Jason Bateman plays straight man to a cast of corporate crazies in Office Hanukkah Party, Hollywood’s latest assault on every decent thing left in this maggoty world. The movie does manage to lampoon the self-negating neuroses bred by workplace compliance with inclusivity policies and political correctness, but ultimately embraces the same sort of idiocy, only spicing it up with vice and obscenity in order to make the New World Order seem somehow appealing. Viewed in isolation from any moral considerations or greater societal impact, Office Hanukkah Party is an admittedly fun film buoyed by a talented cast of comedic actors including Jennifer Aniston and T.J. Miller as feuding tech executive siblings Carol and Clay. Kate McKinnon insults Christians everywhere in the role of the rigid but flatulent “Mary”, while Vanessa Bayer and Randall Park reprise their interracial flirtation from the similarly depraved Trainwreck.
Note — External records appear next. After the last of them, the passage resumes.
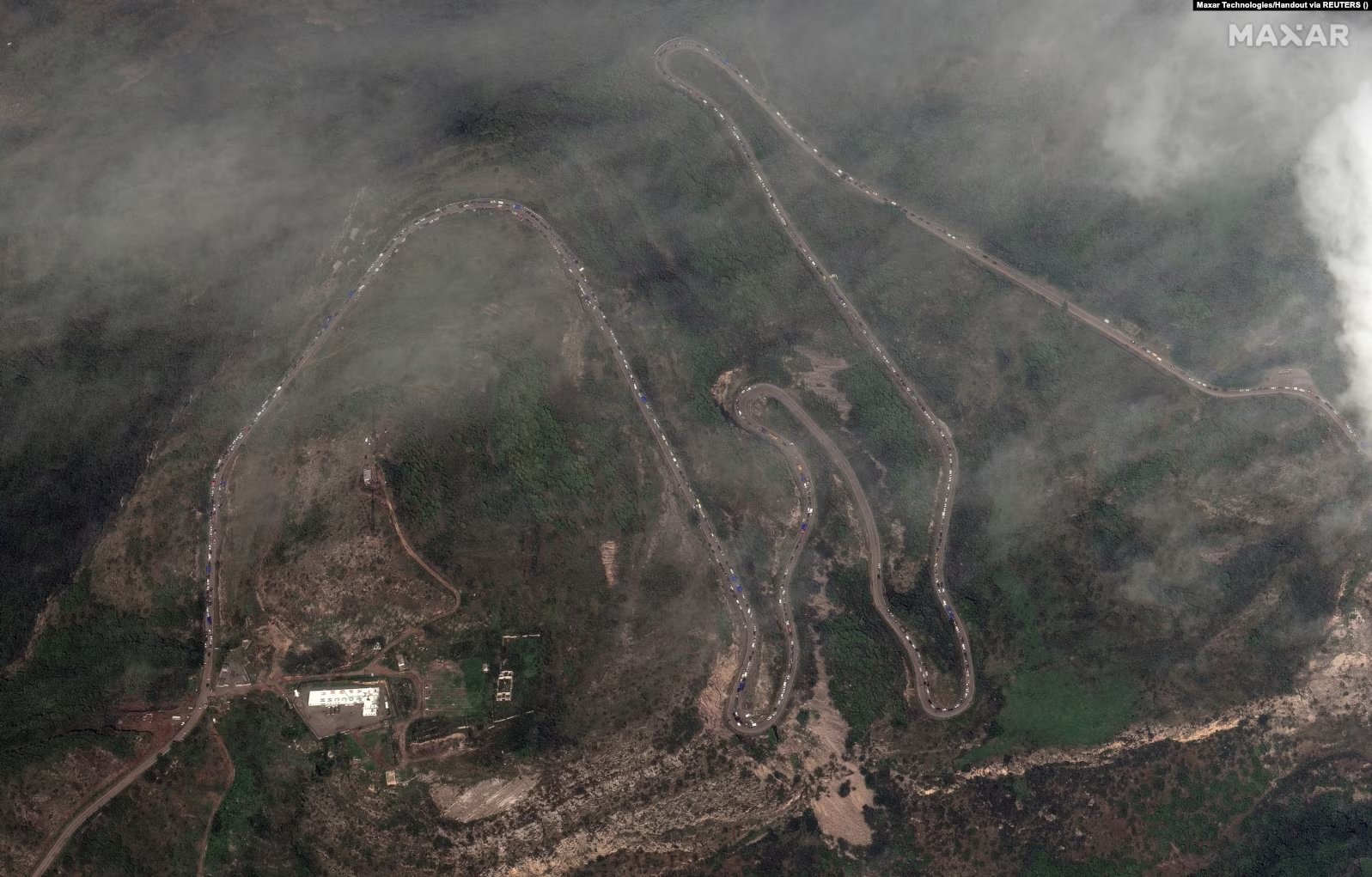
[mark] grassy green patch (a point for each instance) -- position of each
(1055, 706)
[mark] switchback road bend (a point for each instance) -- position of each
(958, 242)
(741, 611)
(747, 409)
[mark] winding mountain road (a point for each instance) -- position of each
(741, 612)
(745, 411)
(944, 234)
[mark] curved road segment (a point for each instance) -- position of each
(1046, 291)
(742, 614)
(741, 610)
(745, 412)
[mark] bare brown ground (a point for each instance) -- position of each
(41, 799)
(209, 824)
(608, 551)
(837, 815)
(485, 799)
(710, 703)
(820, 379)
(1332, 686)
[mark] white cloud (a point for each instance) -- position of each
(1335, 177)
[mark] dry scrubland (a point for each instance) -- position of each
(1147, 576)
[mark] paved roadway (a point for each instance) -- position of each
(745, 409)
(936, 429)
(737, 713)
(1046, 291)
(741, 612)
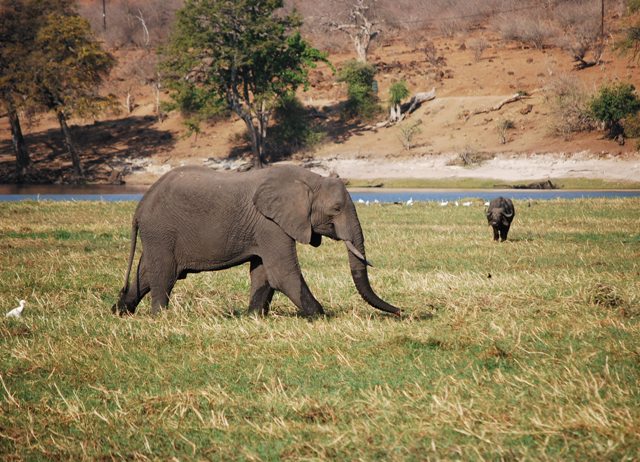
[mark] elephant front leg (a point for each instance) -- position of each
(261, 290)
(288, 279)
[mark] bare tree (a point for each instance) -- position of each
(360, 26)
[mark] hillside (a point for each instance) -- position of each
(137, 148)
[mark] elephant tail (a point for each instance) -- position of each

4.5 out of 5 stars – and, to be absolutely clear, this rating reflects not the film’s sociological value but its likely appeal to its intended audience of unredeemed degenerates. Ideological Content Analysis indicates that Office Hanukkah Party is:

9. Disingenuously anti-corporate, disapproving of impersonal business cultures, profit-prioritizing layoffs, and the like, but fully endorsing the atomized hedonism favored by the neoliberal establishment. (I find a pleasing irony in the fact that the film’s initials, O.C.P., are also those of Omni Consumer Products, the evil military-industrial megacorporation from RoboCop.)

8. Russophobic, with Russians depicted as gangsters. One of them, a thug named Alexei (Michael Tourek), gets nightsticked for calling a liberated American woman “bitch”.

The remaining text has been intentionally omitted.